Laten we dus vergeten, maar alleen
zoals we door te praten iets uiterst traag kunnen laten verdwijnen – daar,
zie je het, zie je het nog, nauwelijks, tegen de zon in?
Zoals er een zwijgen bestaat dat tegelijk een vorm is van zingen
dat een vorm is van dragen, een lichaam zo te dragen
dat het door ons heen, alsof het uiterst traag valt, misschien
is dat het lichaam dat als een wijnglas zingend
zwijgend gedragen wil worden, dat wij het zo in de lucht heffen
dat het almaar lichter wordt – daar, zie je het, zie je het nog, nauwelijks,
tegen de zon in?
Zolang we niet vergeten dat iets van ons niets verloren mag gaan, eindelijk,
brengen de kleuren waarin het breekt ons naar huis terug.
Mientras no olvidemos, nada puede perderse.
Olvidemos entonces, pero sólo
así como al hablar podemos disolver algo, lentísimo –ahí,
¿lo ves, lo alcanzás a ver, apenas, a contraluz?

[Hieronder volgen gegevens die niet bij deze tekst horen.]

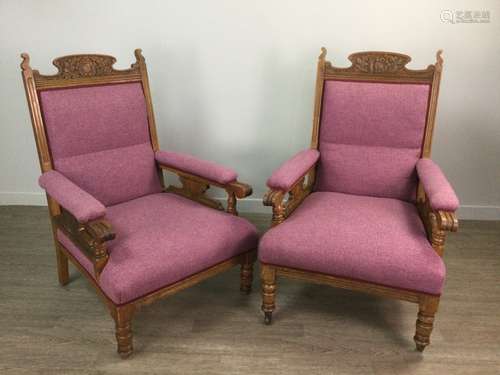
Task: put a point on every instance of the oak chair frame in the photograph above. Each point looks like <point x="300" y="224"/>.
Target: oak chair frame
<point x="93" y="69"/>
<point x="370" y="66"/>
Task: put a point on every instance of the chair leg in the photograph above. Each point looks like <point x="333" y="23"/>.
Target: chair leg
<point x="268" y="277"/>
<point x="123" y="321"/>
<point x="246" y="275"/>
<point x="427" y="308"/>
<point x="62" y="266"/>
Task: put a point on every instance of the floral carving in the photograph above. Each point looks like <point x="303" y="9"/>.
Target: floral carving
<point x="79" y="66"/>
<point x="378" y="62"/>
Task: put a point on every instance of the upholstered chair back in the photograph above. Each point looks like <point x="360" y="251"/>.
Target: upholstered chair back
<point x="98" y="137"/>
<point x="371" y="137"/>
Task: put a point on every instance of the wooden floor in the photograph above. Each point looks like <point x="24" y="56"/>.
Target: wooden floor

Así como existe un silencio que es a la vez una forma de canto
que es una forma de sostener, de sostener un cuerpo
que, atravesándonos, como si cayera muy lento, quizá
es ese el cuerpo que desea ser sostenido como una copa de vino, cantando,
callando, que lo alcemos en el aire
para que sea cada vez más ligero –ahí ¿lo ves, aún lo ves, apenas,
a contraluz?
Mientras no olvidemos que no puede perderse algo, nada, de nosotros, por fin
los colores que se refractan nos llevan de regreso a casa.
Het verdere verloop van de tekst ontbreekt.